Mario Draghi au cours de sa conférence de presse a expliqué ces changements par la force de l’€. Il nous semble de ce fait improbable que la BCE annonce en octobre le calendrier du « tapering » (fin progressive de l’assouplissement quantitatif). Mario Draghi n’a pas pu le dire cette semaine car les allemands votent en septembre et la BCE doit composer avec les calendriers électoraux. Plutôt que la fin progressive du QE nous attendons en octobre ou décembre l’annonce d’une réduction des achats mensuels de la banque centrale (40 milliards €/mois contre 60 actuellement par exemple) sans que le terme de ces achats soit indiqué. Cela aurait deux avantages : le premier par rapport aux titres éligibles dont le gisement menace de se tarir, le second en prolongeant le QE sans en fixer le terme la BCE continue d’afficher une politique monétaire plus expansionniste que celle de la Federal Reserve, réduisant par là-même les arguments favorables à la hausse de l’€.

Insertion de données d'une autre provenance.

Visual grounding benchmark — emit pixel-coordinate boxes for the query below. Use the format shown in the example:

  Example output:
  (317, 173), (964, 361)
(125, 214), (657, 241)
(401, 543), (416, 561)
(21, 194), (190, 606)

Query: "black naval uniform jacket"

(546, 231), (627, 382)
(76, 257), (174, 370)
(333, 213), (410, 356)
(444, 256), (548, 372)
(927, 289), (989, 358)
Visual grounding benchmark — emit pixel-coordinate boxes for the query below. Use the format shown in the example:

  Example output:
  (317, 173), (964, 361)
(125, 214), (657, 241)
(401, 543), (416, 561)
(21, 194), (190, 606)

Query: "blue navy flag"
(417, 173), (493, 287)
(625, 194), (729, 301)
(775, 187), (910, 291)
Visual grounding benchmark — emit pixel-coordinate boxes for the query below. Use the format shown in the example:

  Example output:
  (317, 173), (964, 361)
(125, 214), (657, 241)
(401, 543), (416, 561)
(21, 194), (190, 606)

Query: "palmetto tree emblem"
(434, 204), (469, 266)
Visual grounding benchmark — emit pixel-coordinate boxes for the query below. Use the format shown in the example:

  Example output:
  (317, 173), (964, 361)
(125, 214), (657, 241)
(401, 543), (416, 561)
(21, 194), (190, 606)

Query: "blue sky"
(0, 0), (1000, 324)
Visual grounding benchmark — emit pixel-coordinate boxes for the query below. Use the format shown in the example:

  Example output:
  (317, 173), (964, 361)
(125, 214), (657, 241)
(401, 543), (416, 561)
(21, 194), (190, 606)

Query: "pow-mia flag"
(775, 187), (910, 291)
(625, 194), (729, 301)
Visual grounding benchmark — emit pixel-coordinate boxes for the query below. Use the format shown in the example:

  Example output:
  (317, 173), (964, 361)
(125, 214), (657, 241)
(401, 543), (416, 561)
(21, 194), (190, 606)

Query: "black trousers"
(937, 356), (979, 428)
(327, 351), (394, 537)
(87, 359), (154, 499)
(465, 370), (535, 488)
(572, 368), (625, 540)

Car la hausse de l’€ est aussi inextricablement liée à la politique monétaire de la Federal Reserve qu’à celle de la BCE. $ et € sont les deux principales monnaies de réserve mondiales entrent lesquelles les investisseurs internationaux arbitrent. Il faut donc pour que la BCE puisse sortir du QE qu’elle sache que la Federal Reserve va passer à la phase suivante de sa sortie de son propre QE : soit par la réduction de la taille de son bilan, soit par la hausse de ses taux directeurs. Malheureusement l’évolution de l’inflation outre-Atlantique a fait perdre de la visibilité à la Federal Reserve et donc à la BCE !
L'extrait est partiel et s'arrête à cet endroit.